Churches are becoming 'a social action group,' need to get back to preaching the Gospel: Douglas Murray
The Church is "falling into all of the latest tropes" when it should be preaching the Gospel, says British author Douglas Murray.
Murray, author of The Madness of Crowds and former Christian said he felt an "irritation" at seeing the Church "giving up its jewels and becoming something else".
He made the comments in a conversation with theologian NT Wright hosted by Premier's Justin Brierley.
Describing himself as an "uncomfortable agnostic" and "disappointed non-adherent," Murray, who's also an associate editor of The Spectator (U.K.), said he recognized the values and virtues the Christian faith has brought to British society, and that it was simply "wrong" to claim morality and basic ethics were self-evident.
"There has, in my view, been an interesting movement in recent years ... of people saying, well actually, if we go back and look at this, what we have and what we like does have roots in the Christian story," he said.
Despite being "outside of faith," Murray said he felt the "added discomfort" of being "a non-believer who is disappointed by the behavior of a believing Church."
"Now many people think that's paradoxical but it isn't at all. I not only was brought up in, but afterwards sought the Church as it was and has been in England, and its jewels and gems of the King James Bible, the Book of Common Prayer, and much more," he said.
"And it's been my experience, as it has been for many other people ... that one has observed the Church giving up its jewels and becoming something else, and actually that irritation I feel ... about the Church hasn't gone away even while being outside it."
He said that any retreat from faith tended to end with religious bodies becoming "effectively a social action group."
"My fear is constantly [that] the Church is not doing what so many of us on the outside would like it to do, which is preaching its Gospel, to be asserting its truths and claims," he said.
"And so when one sees it falling into all of the latest tropes, one just thinks, well, that's another thing gone.

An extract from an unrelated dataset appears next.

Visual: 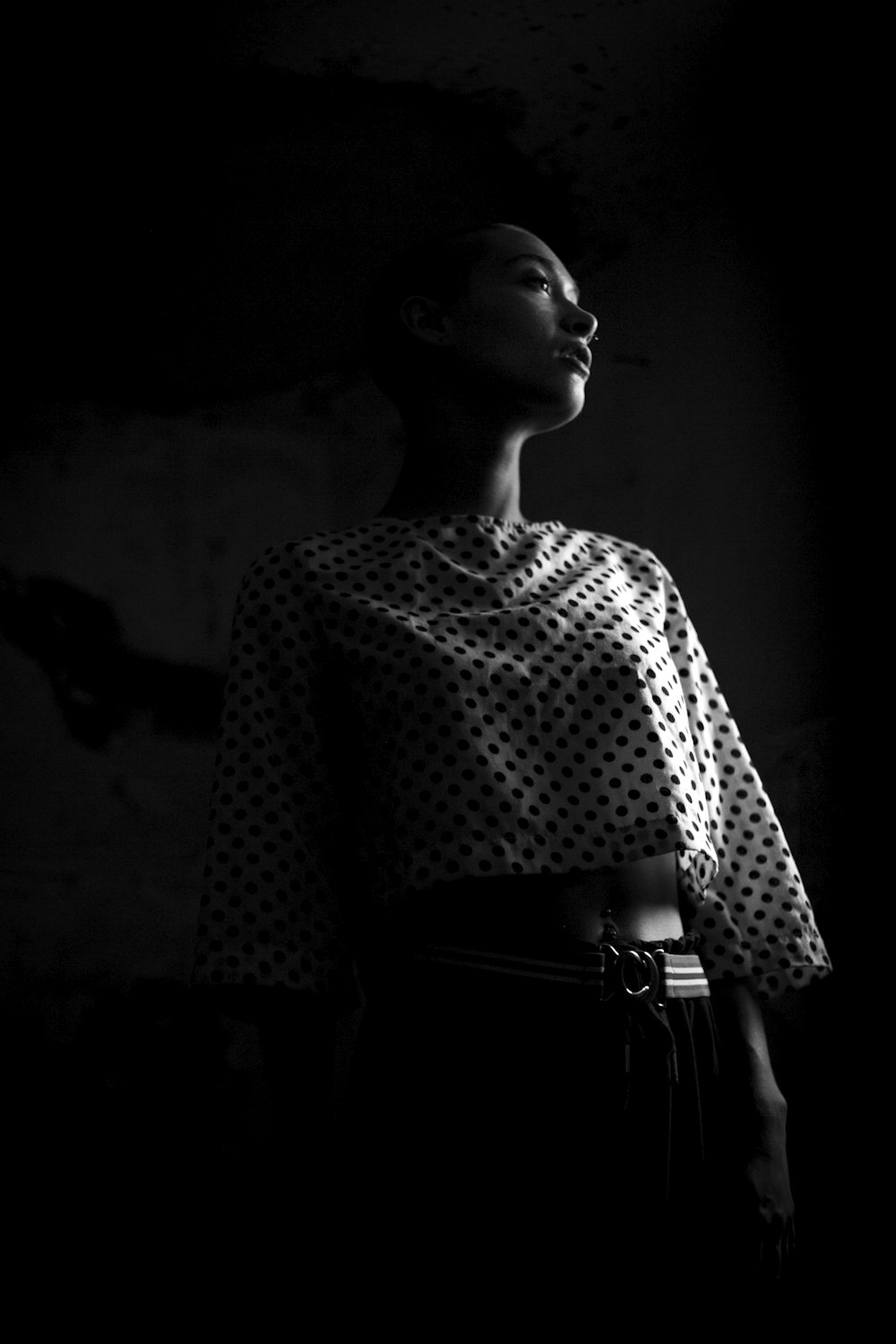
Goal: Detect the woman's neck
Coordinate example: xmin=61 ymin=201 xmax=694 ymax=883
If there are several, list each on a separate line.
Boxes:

It's just like absolutely everything else in the era, everything in its boring, monotone, ill-thought-out and shallow dialectic."
Responding, Wright said he could "very much understand" why Murray felt that way.

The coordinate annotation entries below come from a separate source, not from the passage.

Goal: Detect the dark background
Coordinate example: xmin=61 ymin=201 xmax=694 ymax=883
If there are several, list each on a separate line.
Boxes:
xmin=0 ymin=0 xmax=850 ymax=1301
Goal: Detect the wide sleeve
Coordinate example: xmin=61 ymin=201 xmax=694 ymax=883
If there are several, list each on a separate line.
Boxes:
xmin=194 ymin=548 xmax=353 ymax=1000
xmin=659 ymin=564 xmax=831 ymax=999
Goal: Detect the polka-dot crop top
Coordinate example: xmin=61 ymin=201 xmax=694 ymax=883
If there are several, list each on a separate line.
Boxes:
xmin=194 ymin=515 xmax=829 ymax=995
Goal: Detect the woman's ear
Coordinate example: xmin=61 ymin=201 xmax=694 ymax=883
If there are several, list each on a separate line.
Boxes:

"I share his frustration when it appears the Church is simply jumping on the latest trendy bandwagon," he said.
"I totally agree the Church shouldn't just be jumping on the [latest] agendas, it should be exploring more what is in its own textbook."

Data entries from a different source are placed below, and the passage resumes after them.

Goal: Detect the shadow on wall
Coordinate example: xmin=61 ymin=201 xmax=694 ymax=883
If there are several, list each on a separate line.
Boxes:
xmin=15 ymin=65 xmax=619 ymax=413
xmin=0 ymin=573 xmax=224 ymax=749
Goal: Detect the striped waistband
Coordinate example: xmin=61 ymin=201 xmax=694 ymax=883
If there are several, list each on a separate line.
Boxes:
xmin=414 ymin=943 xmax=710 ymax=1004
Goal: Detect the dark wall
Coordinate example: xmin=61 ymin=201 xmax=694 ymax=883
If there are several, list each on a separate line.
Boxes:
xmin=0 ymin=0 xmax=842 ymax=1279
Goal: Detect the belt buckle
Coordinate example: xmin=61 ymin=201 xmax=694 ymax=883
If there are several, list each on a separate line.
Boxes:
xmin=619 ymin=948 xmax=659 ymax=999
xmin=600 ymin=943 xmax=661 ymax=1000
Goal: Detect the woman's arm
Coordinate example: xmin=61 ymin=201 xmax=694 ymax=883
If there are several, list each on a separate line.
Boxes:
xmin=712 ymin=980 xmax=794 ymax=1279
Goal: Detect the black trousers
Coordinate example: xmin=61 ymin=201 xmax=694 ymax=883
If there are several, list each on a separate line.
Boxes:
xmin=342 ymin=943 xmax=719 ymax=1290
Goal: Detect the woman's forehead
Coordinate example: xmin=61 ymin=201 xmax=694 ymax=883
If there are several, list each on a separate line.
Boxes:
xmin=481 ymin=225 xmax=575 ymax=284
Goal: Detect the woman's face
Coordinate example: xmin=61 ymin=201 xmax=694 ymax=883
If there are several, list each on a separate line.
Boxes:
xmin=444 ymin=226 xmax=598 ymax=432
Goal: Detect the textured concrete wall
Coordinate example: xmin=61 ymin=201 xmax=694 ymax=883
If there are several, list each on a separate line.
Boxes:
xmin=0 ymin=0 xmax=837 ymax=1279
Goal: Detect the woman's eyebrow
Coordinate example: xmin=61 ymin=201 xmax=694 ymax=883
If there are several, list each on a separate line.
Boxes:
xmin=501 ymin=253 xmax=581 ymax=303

Murray went on to say that the "most striking failure of the time" had been the attempt to replace the Christian ethic of equality in the eyes of God.
"Our age is struggling very badly with an attempt to replace that ethic or find another way to do it, and there are various ways which it's tried to do that - human rights ideology is one way, fairly developed but not successful, and the other is effectively the landing on equity as the answer when it can't be the answer.
"But I see what people are struggling to do, which is to try to maintain and hold onto this exceptionally important gift of the Christian inheritance.
"Without the idea of equality in the eyes of God and the value of every individual in the eyes of God, you are left with these attempts to assert that, for instance, everyone is the same or can be, and it's clear that we can't be and aren't."
Wright agreed, saying that from his point of view the only answer to this conundrum was "to go back to Jesus" and the Gospel.
"It's a renewal of human beings, not in order to be identical 'oh, we're all equal now,' but in order to be certainly equally valued ... and equally — though uniquely in themselves — part of an ongoing program that God has launched, not human beings."
The New Testament scholar said the emergence of today's woke ideology was rooted in the moral drift from Christianity that started in the 1960s.
"When I was young we watched traditional morality go out the window. It was sex in the '60s, it was money in the '80s, 'we don't need to obey the old rules, we're going to do it differently, we're the modern world now,'" he said.
"And then what's happened is the invention of neo-moralisms, which is what the woke ideology is really all about and it reminds me [Roman Emperor Caligula] who put new laws up so high that nobody could read them and then blamed or punished people for not obeying these new laws that he'd just invented, and that's very much what's going on at the moment.
"Society can't live without morality but if you've banished all the older moralities, you've got to invent some more from the ground up and we're doing that on a very flimsy basis, it seems to me."
Murray agreed, but said there was an "added cruelty if you haven't even finished writing them yet and you tell people to 'get with them.'"
"What are the rules here? The Christian ethic has a set of rules. They can be debated around endlessly as everyone knows, but there are foundations to them, you cannot deny. They are not wholly abstract," he said.